As if to underscore, albeit unintentionally, just how big a flop Chinese promises have been, in a bit of last-minute tidying up his office before handing it over to the incoming administration, former Finance secretary Carlos Dominguez 3rd canceled three inactive Chinese loan contracts for rail infrastructure projects. The Marcos administration has since said that it is amenable to renegotiating those deals, but that might be viewed as diplomatic politeness at this point, as it is difficult to see how China can compete with more established and reliable development partners. Between them, the Asian Development Bank and the Japan International Cooperation Agency have already run rings around Beijing in terms of putting their money where their mouth is; the two have already sunk more the $7 billion into two rail projects being built north and south of Metro Manila, and at terms that are far more affordable than China has ever offered.

To be fair to Duterte, his fault lies only in misplacing his trust. If he or his advisers had been more objective and thorough in analyzing the prospects for productive Chinese investment from its record elsewhere in the world, the enthusiasm with which he visited Beijing in October 2016 may have been curbed a bit. Beijing's efforts to buy its way to superpower status have left a trail of failures and unsatisfying results that stretches around the world, and as the regime's 20th Communist Party congress approaches (it will reportedly be held in November), the question is not if Beijing will alter its strategy, but how.

That is not mere wishful thinking on the part of critics of Xi Jinping's government, but the view of key insiders such as Gong Chen, who advised the government on the launch of the Belt and Road Initiative (BRI) in its early days in 2012-2013, and now runs the Beijing-based economic think tank Anbound. Interviewed recently by Nikkei Asia, Chen said that over the past couple of years, Chinese state-owned enterprises have clearly reduced their risk appetite, and are no longer talking about exporting growth. "State-owned companies are mentioning less and less about financial expansion along BRI, and what they are mentioning more now is, will you get your money back for this project?" Chen was quoted as saying.

They are probably right to have second thoughts. The examples here in the Philippines are tame compared to some others that have been detailed in various news reports.

In Pakistan, so far the biggest beneficiary of BRI investment, the Gwadar Port in the country's unstable Balochistan province, which was supposed to be the western anchor of the BRI and provide China with an Indian Ocean gateway, remains undeveloped 20 years after its construction was begun, with few locators and even one major Chinese business leaving the area due to security concerns and the "economic unviability" of the port.

In Sri Lanka, the troubles of the Chinese-funded and now Chinese-controlled Hambantota Port have been well-documented, but it is not the only Chinese project to have had unspectacular results.
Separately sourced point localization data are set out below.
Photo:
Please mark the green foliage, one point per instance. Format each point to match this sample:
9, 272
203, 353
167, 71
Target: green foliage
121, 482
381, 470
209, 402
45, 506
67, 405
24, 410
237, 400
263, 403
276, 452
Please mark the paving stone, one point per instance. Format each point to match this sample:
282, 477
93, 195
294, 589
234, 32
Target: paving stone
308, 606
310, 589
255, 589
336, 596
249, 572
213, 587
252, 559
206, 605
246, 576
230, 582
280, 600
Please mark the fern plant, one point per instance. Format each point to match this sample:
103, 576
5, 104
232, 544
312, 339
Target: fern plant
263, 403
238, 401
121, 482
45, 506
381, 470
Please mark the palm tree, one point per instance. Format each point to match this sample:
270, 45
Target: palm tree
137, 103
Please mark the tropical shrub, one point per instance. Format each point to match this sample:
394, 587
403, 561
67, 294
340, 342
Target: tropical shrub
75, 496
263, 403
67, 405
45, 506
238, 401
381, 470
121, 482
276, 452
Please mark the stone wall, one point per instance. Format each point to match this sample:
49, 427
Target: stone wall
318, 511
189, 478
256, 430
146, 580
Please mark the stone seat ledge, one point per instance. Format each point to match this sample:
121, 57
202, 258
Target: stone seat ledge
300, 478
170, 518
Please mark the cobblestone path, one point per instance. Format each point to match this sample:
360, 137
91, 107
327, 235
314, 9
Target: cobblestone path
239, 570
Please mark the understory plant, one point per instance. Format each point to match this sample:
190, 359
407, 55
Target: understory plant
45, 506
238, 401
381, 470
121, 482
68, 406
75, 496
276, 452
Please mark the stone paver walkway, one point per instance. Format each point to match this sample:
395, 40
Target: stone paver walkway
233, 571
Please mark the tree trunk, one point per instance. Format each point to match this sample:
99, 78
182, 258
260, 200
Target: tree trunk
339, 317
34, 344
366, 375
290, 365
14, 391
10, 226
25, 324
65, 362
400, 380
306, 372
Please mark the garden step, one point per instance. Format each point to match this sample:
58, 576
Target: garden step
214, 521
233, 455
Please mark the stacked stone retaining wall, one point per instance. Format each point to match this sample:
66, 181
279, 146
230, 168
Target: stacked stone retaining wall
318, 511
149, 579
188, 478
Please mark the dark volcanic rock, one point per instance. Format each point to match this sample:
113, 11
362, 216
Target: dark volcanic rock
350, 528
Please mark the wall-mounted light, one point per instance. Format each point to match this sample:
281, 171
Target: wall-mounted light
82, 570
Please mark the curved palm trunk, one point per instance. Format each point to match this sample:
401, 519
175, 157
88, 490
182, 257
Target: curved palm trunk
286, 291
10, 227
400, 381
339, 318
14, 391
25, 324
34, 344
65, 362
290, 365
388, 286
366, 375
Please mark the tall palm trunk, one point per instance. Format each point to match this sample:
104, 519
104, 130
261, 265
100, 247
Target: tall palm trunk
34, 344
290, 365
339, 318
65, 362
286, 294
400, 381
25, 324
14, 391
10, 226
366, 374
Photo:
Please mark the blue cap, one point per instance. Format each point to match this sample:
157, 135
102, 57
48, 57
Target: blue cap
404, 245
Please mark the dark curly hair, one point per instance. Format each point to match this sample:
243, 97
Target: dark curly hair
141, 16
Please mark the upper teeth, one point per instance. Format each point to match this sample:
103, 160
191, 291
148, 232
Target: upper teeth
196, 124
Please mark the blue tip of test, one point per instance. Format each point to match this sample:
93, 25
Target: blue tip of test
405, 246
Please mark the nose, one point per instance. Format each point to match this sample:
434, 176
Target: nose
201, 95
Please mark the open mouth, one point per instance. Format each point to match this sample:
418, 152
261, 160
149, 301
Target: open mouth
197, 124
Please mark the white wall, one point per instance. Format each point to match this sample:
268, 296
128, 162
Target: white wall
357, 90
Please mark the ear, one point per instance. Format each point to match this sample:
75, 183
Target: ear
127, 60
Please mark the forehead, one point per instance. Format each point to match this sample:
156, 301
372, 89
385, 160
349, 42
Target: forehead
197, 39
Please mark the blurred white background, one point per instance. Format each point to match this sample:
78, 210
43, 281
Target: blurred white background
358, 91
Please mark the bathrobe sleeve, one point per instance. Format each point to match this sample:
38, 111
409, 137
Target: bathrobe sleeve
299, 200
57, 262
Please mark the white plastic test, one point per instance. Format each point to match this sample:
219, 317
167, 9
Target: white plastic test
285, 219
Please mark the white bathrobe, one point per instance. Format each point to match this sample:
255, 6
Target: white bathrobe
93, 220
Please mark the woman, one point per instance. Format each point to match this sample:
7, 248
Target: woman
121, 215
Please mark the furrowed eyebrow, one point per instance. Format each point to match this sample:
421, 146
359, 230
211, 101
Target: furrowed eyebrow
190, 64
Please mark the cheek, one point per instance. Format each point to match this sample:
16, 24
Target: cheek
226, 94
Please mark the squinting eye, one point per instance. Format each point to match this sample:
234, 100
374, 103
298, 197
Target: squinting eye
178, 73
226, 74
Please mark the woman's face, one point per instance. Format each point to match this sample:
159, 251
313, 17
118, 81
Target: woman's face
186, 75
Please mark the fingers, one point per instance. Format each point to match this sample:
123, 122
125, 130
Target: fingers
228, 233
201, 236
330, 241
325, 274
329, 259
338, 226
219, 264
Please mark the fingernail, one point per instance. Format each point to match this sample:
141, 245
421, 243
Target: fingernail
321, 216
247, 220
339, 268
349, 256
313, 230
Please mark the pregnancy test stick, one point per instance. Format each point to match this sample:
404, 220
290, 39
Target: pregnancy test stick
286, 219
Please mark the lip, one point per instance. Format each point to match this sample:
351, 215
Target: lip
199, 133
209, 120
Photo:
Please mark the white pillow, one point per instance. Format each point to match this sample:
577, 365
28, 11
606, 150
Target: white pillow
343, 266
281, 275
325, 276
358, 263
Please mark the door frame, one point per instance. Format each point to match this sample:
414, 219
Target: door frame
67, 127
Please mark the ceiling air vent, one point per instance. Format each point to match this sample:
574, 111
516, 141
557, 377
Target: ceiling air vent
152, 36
As Nikkei Asia recently reported, Sri Lanka's Mattala Rajapaksa International Airport "opened to much fanfare in 2013 but has barely been used since," and was for a while derisively dubbed "The World's Emptiest International Airport." Part of the problem is that the airport was built across an elephant migration route, which makes it dangerous to use. A former CEO of Sri Lankan Airlines explained: "The airport has a serious problem with elephants, wild boar, peacocks ... all of which can seriously damage an aircraft." Likewise, bankrupt Sri Lanka is struggling to find a way to manage the $190 million loan from China Exim Bank for the airport.
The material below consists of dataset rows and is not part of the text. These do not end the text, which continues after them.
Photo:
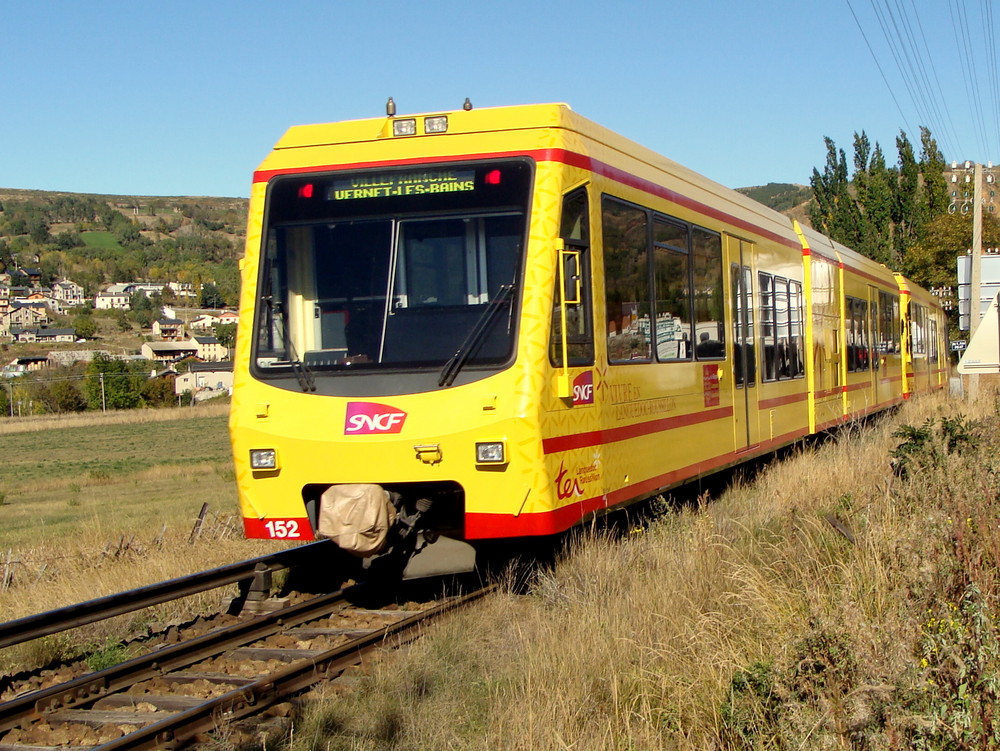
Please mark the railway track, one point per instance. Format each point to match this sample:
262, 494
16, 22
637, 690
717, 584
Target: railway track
178, 692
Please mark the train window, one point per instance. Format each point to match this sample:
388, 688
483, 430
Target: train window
780, 327
918, 326
574, 225
796, 343
389, 269
672, 291
767, 327
575, 232
706, 262
744, 357
626, 281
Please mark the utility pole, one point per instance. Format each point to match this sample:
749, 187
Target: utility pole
977, 267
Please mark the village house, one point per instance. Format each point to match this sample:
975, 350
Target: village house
67, 292
42, 334
27, 277
23, 315
182, 289
205, 321
112, 301
21, 365
206, 379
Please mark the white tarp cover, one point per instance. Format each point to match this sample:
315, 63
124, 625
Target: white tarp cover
356, 517
983, 353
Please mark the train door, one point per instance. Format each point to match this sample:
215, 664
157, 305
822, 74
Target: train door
871, 346
744, 352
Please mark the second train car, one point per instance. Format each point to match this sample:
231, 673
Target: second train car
497, 323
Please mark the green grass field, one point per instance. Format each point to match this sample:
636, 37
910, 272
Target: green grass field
100, 240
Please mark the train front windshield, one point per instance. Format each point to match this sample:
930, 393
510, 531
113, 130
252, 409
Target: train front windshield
392, 269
In Africa, at least two countries, Congo and Kenya, have canceled multibillion-dollar Chinese infrastructure and mining investments due to corruption and unfavorable financial terms. In Nicaragua, a $50-billion deal in 2013 between the now-disgraced Chinese ex-billionaire Wang Jing and the Nicaraguan government to build a sea-level canal across the Central American country famously resulted in the construction of several kilometers of dirt road and nothing else. Closer to home, a grand scheme to create an industrial and trade hub in Cambodia's coastal city of Sihanoukville has gone the way of Pakistan's Gwadar, with lack of substantial development blamed on the volatile combination of shady private sector investors from China and corruption in the Hun Sen regime.

The one area in which Sihanoukville did see some expansion of activity was in the same sort of online gambling operations that plagued the Philippines for a time, until Hun Sen banned online gambling in 2019. As of the end of last month, there are reportedly about 1,000 unfinished buildings and other construction projects in Sihanoukville, and it is said to have become a haven for criminal gangs and human trafficking operations.